From the initial anathematizing of eggs, dairy and fat, the experts have been slowly walking it all back. First, eggs were removed from the evil list. Next, we were told dietary cholesterol actually didn't seem to be correlated with blood cholesterol at all. Then the experts explained that some fats weren't bad, and wait, that olive oil was positively good for you. And so on. Today we've nearly arrived at Allen's future. A breakfast of eggs and bacon is, according to the newest understanding, no worse for you than oatmeal. (Though sugar remains forbidden.)

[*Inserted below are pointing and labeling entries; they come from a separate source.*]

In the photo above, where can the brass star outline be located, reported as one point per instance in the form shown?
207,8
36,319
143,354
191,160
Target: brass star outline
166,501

Arguably, the health establishment's embrace of the wrong ideas about nutrition have made the U.S. fatter and sicker than we might otherwise have been. We've increased our consumption of carbohydrates by 25 percent since the 1970s, which may be the reason that Type 2 diabetes is reaching epidemic levels. The switch to vegetable oil from butter and lard may have increased rates of cancer and Alzheimer's disease.
The moral of this story is not to ignore science but to stay skeptical. The scientific method remains the best way yet devised to ascertain truth. But the scientific establishment is hardly immune to politics, fads, bias and self-interest. Bad science is endemic. As The Economist magazine noted in October, "half of all published research cannot be replicated ... and that may be optimistic."
Our experience with nutrition science over the past half-century should arm us with doubt about climate science, too. The point is not to ignore scientific data but to treat all studies, models and predictions with a degree of skepticism. Don't accept the argument from authority: That the entire medical establishment endorsed the war on saturated fat did not make it true.